Today nanolithography techniques have reached maturity and are used on a wide scale for industrial production of integrated circuits with lower and lower pattern size. Among these nanolithography techniques, the optical ones are the most spread.
The shrinkage of the device size comes to the increase of costs regarding the optical lithography process. This cost increase happens especially when entering the sub-100 nm range for the pattern size.
There are two other challenges that today optically lithography techniques may not achieve:
a) ability to be directly applied to a wide range of materials (substrate & thin films) without using supplementary protection layers;
b) to fabricate really 3D structures at the nanoscale.

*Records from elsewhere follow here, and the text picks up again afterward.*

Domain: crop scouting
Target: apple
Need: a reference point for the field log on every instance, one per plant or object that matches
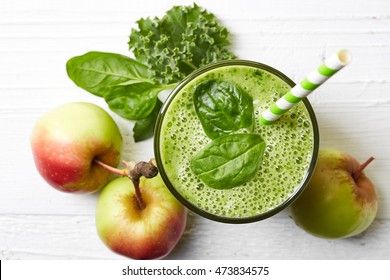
(140, 220)
(340, 201)
(66, 141)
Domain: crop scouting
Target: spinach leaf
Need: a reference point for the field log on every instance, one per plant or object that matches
(96, 72)
(229, 161)
(134, 101)
(223, 108)
(144, 128)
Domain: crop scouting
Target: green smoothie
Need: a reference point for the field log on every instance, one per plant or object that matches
(289, 156)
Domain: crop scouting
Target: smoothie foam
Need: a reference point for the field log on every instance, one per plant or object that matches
(286, 160)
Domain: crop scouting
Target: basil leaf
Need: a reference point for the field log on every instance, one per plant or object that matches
(144, 129)
(223, 108)
(96, 72)
(133, 102)
(229, 161)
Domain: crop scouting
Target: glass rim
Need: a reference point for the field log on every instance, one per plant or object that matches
(196, 209)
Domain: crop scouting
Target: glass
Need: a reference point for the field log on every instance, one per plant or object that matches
(258, 199)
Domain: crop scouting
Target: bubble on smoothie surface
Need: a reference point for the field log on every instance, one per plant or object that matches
(285, 162)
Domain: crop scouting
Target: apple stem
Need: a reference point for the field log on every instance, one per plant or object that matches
(134, 172)
(122, 172)
(359, 170)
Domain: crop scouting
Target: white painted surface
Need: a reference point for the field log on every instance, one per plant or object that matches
(353, 109)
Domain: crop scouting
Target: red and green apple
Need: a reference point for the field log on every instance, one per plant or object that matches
(66, 141)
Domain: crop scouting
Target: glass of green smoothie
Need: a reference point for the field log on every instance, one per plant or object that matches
(280, 171)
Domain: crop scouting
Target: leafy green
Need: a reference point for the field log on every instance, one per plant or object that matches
(166, 51)
(223, 107)
(97, 72)
(133, 102)
(229, 161)
(186, 38)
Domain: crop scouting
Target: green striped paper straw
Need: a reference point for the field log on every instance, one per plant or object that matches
(312, 81)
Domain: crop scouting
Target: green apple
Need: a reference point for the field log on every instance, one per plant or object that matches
(149, 230)
(339, 201)
(66, 141)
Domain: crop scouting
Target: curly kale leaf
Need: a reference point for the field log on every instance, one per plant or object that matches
(186, 38)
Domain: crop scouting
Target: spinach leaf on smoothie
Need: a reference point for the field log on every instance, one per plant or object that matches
(229, 161)
(223, 107)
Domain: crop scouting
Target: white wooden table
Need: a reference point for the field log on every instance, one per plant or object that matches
(353, 111)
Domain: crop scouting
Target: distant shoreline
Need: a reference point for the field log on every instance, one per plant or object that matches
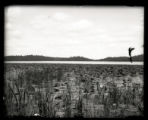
(137, 58)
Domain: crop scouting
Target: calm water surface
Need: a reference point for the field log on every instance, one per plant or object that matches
(78, 62)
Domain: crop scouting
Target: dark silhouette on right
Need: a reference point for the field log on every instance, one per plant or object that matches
(130, 50)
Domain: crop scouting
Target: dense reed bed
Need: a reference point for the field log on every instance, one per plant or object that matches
(62, 90)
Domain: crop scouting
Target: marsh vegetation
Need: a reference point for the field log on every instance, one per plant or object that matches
(62, 90)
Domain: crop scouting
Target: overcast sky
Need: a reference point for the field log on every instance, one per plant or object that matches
(93, 32)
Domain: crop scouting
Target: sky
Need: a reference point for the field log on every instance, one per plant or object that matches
(65, 31)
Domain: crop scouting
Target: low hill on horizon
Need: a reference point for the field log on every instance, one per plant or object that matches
(135, 58)
(75, 58)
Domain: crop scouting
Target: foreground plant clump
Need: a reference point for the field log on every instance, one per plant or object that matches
(62, 90)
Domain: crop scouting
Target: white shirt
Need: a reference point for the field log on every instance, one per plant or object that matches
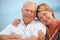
(25, 31)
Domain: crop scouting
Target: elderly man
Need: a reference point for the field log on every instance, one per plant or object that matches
(28, 27)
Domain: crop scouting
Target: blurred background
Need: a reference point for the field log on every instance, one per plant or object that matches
(11, 9)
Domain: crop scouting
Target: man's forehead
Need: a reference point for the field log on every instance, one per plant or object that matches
(30, 4)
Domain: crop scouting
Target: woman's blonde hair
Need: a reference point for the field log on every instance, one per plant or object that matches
(43, 7)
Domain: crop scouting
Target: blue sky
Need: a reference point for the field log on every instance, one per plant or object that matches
(11, 9)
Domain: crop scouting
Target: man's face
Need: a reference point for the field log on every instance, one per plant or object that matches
(29, 13)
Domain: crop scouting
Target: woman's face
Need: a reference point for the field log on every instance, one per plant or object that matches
(45, 17)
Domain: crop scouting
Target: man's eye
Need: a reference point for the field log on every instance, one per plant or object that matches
(40, 17)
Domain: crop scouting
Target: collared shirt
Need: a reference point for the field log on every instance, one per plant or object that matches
(25, 31)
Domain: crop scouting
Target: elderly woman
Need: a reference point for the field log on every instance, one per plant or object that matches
(46, 16)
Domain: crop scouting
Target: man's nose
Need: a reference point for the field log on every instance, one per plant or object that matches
(29, 12)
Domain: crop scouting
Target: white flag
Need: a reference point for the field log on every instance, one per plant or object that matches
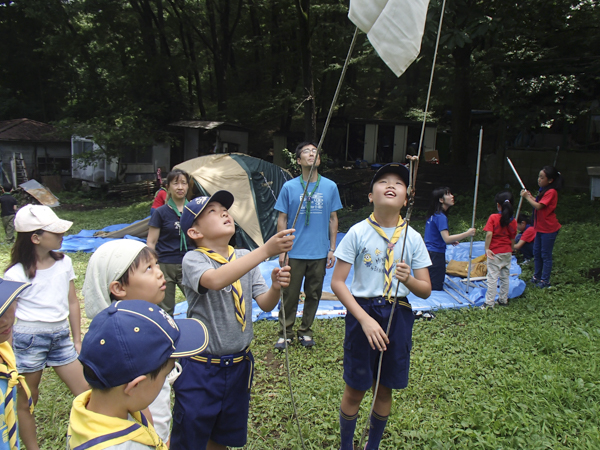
(394, 28)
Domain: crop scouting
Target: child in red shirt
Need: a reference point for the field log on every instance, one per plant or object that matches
(499, 242)
(545, 223)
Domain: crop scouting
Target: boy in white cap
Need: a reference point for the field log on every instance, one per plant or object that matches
(126, 269)
(127, 354)
(10, 380)
(212, 394)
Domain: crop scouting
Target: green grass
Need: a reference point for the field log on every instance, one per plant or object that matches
(525, 376)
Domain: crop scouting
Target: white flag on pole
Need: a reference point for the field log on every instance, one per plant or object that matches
(394, 28)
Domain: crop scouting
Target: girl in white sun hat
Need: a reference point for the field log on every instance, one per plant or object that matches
(45, 310)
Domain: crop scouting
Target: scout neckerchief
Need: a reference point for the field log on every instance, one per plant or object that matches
(309, 198)
(8, 370)
(92, 431)
(173, 206)
(389, 256)
(236, 286)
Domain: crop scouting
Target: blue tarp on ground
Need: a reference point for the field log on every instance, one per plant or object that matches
(438, 299)
(456, 298)
(84, 241)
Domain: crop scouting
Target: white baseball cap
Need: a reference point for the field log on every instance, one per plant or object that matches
(39, 217)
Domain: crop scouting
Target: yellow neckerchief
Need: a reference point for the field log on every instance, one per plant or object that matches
(92, 431)
(8, 370)
(389, 256)
(236, 286)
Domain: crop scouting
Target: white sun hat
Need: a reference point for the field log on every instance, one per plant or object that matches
(39, 217)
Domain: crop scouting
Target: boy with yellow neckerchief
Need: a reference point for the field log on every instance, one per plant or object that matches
(127, 353)
(10, 380)
(374, 246)
(212, 393)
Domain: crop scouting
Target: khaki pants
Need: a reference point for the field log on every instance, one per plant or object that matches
(9, 228)
(498, 268)
(173, 277)
(312, 271)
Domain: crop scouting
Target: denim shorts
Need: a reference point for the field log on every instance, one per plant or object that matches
(38, 345)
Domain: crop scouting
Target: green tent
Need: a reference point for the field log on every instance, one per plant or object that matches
(255, 185)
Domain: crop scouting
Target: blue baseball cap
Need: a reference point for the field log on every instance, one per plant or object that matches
(134, 337)
(194, 207)
(9, 291)
(397, 168)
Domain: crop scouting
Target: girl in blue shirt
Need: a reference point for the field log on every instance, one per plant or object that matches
(437, 235)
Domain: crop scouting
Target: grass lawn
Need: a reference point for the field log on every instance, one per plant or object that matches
(525, 376)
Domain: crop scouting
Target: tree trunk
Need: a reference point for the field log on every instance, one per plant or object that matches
(461, 109)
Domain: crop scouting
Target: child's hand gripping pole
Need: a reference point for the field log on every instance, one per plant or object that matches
(410, 191)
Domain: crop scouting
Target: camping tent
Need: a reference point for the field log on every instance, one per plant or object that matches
(254, 183)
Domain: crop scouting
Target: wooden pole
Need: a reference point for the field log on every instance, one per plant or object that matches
(475, 203)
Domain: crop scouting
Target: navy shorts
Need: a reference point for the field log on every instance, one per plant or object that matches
(361, 361)
(437, 270)
(212, 400)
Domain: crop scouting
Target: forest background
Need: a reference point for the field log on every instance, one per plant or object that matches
(126, 69)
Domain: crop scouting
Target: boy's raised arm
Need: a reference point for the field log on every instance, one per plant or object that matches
(419, 283)
(217, 279)
(375, 334)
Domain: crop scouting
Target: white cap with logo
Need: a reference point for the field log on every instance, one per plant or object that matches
(39, 217)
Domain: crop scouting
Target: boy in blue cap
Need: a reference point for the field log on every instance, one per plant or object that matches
(212, 393)
(374, 246)
(127, 353)
(9, 378)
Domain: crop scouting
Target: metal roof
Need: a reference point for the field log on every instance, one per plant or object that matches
(207, 125)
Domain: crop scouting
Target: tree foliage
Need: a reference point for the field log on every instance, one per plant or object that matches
(273, 65)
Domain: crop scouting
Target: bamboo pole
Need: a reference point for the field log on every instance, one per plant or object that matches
(475, 204)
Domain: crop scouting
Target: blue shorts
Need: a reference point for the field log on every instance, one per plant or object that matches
(361, 361)
(212, 400)
(437, 270)
(39, 344)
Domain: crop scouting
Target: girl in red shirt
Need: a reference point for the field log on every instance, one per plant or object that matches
(545, 223)
(499, 242)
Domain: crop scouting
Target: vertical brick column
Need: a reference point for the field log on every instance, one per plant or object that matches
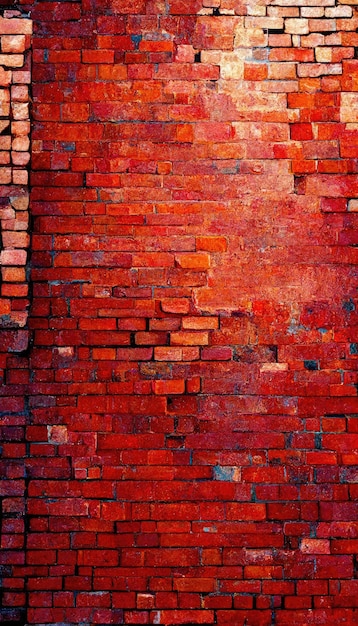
(15, 79)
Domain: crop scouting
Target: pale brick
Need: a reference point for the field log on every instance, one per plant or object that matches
(19, 93)
(20, 177)
(349, 107)
(4, 158)
(313, 70)
(20, 128)
(323, 55)
(339, 11)
(5, 109)
(312, 11)
(5, 77)
(12, 60)
(21, 77)
(20, 110)
(20, 203)
(13, 257)
(297, 26)
(20, 144)
(15, 26)
(13, 43)
(20, 158)
(18, 239)
(5, 175)
(312, 41)
(322, 26)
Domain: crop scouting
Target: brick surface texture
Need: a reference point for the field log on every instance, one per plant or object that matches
(178, 406)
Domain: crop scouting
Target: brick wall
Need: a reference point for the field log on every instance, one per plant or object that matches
(183, 425)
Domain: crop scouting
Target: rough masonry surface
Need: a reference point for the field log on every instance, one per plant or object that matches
(179, 403)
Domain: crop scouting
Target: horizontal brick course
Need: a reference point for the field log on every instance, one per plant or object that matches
(179, 410)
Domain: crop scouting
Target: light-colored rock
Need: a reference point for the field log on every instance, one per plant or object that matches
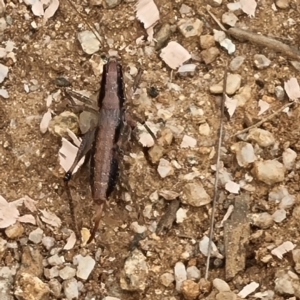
(289, 158)
(14, 231)
(70, 287)
(262, 137)
(269, 171)
(261, 62)
(221, 285)
(85, 266)
(193, 273)
(190, 289)
(190, 27)
(29, 287)
(244, 153)
(167, 279)
(195, 195)
(262, 220)
(207, 41)
(135, 273)
(180, 274)
(36, 235)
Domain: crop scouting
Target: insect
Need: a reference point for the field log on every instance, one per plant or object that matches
(102, 140)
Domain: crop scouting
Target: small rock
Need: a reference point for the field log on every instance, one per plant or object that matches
(221, 285)
(262, 220)
(279, 93)
(165, 168)
(67, 273)
(135, 273)
(262, 137)
(180, 275)
(269, 171)
(190, 27)
(162, 36)
(190, 289)
(207, 41)
(36, 235)
(210, 54)
(261, 62)
(236, 63)
(166, 279)
(233, 83)
(226, 296)
(229, 18)
(55, 288)
(193, 273)
(89, 43)
(244, 153)
(204, 129)
(283, 4)
(48, 242)
(195, 195)
(279, 215)
(70, 287)
(85, 266)
(29, 287)
(59, 124)
(14, 231)
(288, 158)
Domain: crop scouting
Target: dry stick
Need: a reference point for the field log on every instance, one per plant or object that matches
(212, 219)
(258, 39)
(264, 119)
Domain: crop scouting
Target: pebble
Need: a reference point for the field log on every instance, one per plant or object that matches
(135, 273)
(167, 279)
(229, 18)
(261, 62)
(207, 41)
(190, 289)
(59, 124)
(226, 296)
(279, 215)
(36, 235)
(67, 273)
(283, 4)
(210, 54)
(289, 158)
(269, 171)
(89, 43)
(195, 195)
(244, 153)
(262, 220)
(204, 129)
(29, 287)
(71, 289)
(279, 93)
(48, 242)
(85, 266)
(287, 283)
(14, 231)
(221, 285)
(190, 27)
(236, 63)
(162, 36)
(262, 137)
(193, 273)
(180, 274)
(165, 168)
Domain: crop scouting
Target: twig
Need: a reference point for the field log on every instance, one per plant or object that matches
(264, 119)
(212, 218)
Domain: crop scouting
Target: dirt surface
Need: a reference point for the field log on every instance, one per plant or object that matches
(29, 159)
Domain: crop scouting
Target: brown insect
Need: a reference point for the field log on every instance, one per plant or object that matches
(102, 140)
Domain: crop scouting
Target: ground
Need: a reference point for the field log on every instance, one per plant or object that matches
(29, 159)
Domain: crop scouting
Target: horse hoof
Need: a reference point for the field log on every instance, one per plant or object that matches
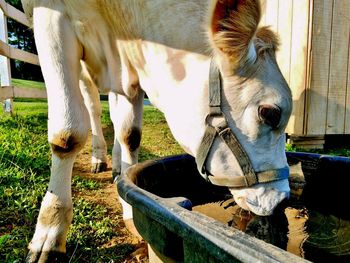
(46, 256)
(98, 167)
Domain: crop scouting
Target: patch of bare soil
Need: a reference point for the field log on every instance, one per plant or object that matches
(107, 196)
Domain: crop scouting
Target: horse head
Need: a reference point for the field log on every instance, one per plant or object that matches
(251, 110)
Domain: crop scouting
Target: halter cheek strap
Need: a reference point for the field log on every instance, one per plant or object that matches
(220, 128)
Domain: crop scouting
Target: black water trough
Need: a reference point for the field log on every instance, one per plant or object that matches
(164, 193)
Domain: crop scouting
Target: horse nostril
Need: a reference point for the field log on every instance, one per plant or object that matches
(270, 115)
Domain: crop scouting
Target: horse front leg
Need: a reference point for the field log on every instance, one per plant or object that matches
(116, 151)
(92, 102)
(68, 124)
(127, 119)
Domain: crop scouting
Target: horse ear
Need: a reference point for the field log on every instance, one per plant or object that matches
(233, 24)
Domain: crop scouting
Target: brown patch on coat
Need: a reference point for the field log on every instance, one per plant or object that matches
(234, 24)
(64, 143)
(132, 138)
(266, 40)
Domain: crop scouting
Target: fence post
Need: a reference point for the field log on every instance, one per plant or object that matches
(5, 68)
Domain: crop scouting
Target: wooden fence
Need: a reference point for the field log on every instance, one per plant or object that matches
(7, 52)
(314, 57)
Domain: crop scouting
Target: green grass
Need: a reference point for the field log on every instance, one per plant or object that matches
(24, 175)
(30, 84)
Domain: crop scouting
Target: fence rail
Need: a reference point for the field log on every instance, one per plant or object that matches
(7, 52)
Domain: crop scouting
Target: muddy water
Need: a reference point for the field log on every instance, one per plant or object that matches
(316, 236)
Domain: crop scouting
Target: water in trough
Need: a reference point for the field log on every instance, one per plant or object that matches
(313, 235)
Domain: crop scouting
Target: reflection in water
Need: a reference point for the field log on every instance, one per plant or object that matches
(306, 233)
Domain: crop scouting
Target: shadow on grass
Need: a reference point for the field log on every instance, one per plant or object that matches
(114, 253)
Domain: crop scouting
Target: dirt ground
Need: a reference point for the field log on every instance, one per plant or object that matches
(107, 196)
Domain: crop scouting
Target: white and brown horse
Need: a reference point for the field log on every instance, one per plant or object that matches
(174, 51)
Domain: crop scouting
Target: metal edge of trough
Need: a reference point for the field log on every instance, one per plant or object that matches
(220, 241)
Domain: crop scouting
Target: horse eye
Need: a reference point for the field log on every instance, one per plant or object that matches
(270, 115)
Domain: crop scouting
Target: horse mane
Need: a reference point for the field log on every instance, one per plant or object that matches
(266, 40)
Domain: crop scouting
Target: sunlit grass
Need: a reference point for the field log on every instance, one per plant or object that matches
(28, 84)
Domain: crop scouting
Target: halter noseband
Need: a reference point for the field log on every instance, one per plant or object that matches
(220, 128)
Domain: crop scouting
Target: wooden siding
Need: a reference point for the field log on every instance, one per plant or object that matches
(315, 60)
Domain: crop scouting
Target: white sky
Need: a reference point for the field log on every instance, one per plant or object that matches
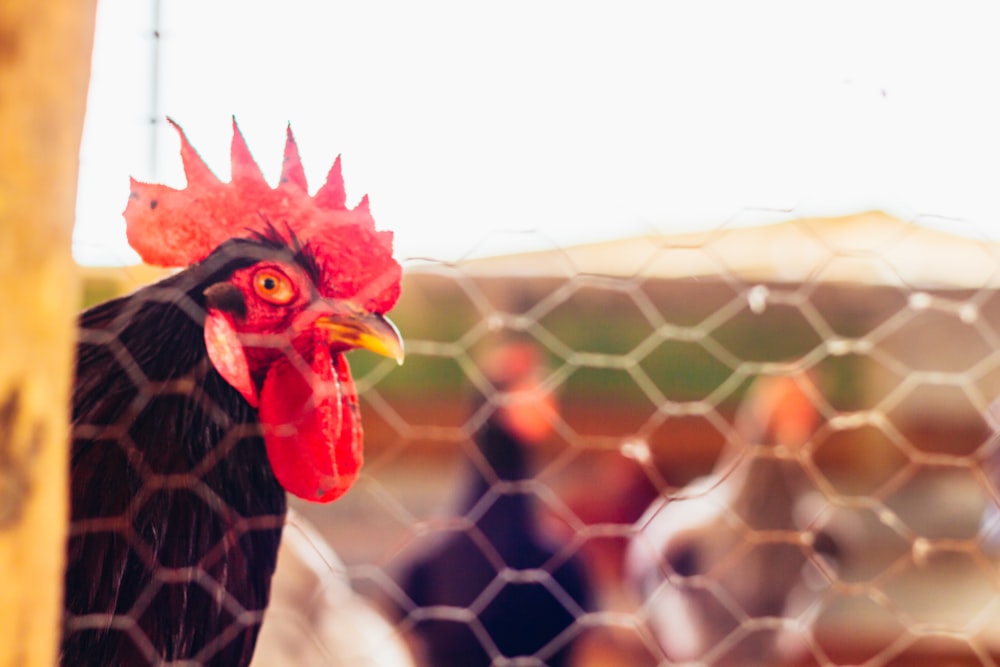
(573, 121)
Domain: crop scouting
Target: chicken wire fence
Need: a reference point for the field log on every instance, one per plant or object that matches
(745, 466)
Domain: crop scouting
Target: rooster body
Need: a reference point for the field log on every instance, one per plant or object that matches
(198, 402)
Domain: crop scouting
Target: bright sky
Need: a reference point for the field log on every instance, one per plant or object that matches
(469, 124)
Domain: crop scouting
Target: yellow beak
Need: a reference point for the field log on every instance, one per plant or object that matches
(372, 332)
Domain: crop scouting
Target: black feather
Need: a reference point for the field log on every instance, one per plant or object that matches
(176, 515)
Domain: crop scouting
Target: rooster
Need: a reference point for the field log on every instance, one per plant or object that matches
(200, 400)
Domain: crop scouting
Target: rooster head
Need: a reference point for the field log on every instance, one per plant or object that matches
(315, 281)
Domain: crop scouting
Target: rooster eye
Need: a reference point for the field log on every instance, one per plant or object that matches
(273, 286)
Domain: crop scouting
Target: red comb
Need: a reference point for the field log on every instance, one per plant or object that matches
(170, 227)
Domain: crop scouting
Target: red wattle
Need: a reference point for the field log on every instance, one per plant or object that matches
(312, 429)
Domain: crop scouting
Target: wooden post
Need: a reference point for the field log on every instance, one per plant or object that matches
(45, 50)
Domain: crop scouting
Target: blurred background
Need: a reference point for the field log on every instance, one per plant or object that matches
(673, 205)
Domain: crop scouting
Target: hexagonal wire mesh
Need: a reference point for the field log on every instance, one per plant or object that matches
(772, 445)
(805, 407)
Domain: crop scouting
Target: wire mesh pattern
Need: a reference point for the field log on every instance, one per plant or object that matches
(861, 535)
(885, 490)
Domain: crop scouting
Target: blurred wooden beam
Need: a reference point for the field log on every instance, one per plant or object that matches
(45, 52)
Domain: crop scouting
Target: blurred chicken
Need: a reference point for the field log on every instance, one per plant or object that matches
(314, 618)
(524, 593)
(726, 565)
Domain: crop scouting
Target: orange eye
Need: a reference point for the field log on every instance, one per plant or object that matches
(273, 286)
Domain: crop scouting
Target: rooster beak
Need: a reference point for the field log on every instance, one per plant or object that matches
(373, 332)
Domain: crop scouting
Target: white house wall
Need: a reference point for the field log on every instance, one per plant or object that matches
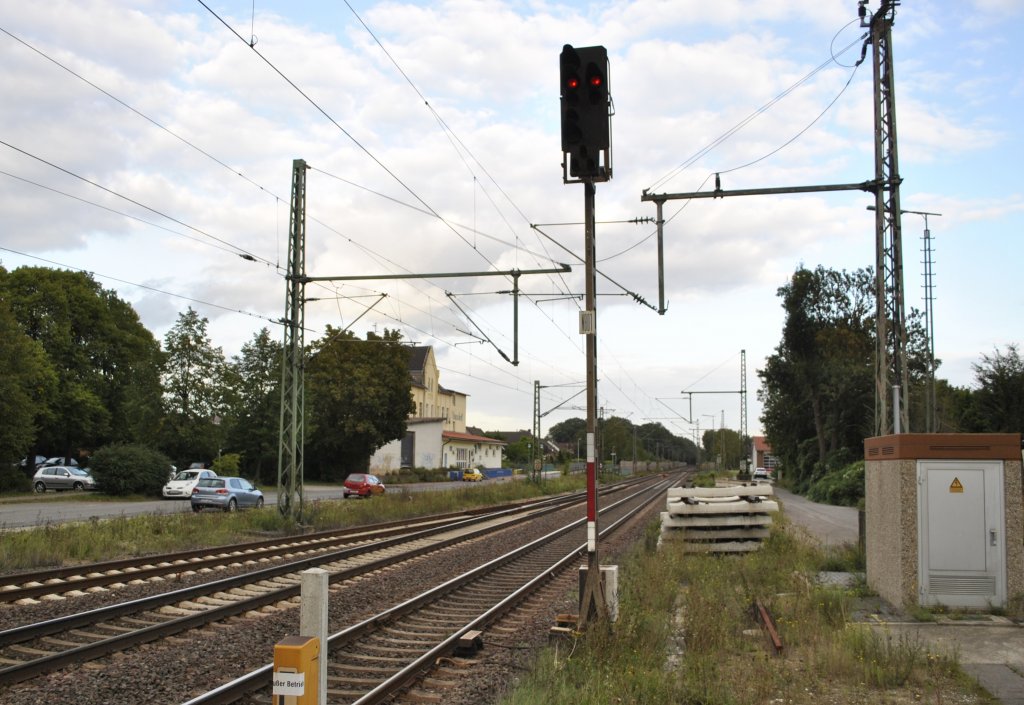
(428, 449)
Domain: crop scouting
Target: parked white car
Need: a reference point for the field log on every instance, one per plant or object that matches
(181, 485)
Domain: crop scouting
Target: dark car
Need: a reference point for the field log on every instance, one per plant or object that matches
(363, 485)
(62, 478)
(228, 494)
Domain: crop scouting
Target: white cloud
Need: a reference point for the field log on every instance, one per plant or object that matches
(683, 73)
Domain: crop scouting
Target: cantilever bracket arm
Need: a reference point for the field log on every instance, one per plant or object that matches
(463, 310)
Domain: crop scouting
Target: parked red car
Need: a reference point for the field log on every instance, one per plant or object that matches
(363, 485)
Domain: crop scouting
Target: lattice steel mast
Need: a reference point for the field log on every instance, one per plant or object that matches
(290, 448)
(891, 369)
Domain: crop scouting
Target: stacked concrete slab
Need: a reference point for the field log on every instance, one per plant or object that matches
(719, 520)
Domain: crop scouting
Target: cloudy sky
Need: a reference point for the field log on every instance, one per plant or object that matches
(152, 143)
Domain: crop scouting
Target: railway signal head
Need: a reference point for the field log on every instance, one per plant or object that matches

New nanolithography techniques have emerged, the most promising being those based on scanning probe techniques, such as dip pen nanolithography (DPN), fountain pen nanolithography, near field optical lithography, lithography based on the use of scanning tunneling microscope. However, they still lack the ability to build 3D structures.
For the present project, there are several questions that will be addressed:
1) which are the physical processes that may be used for achieving fully 3D nanoscale fabrication?
2) what class(es) of materials is / are suitable for such a use?
3) which are the technological steps for achieving that goal?
4) which are the tools (hardware, software) necessary for implementing such a process?
5) which are the main hurdles for passing to a well established technological process?
6) which is the complexity degree of the 3D geometries that can be obtained by using such a process?
7) is there any possibility to obtain a high yield technological process?
Answering to at least some of these questions will bring the novelty of our contribution.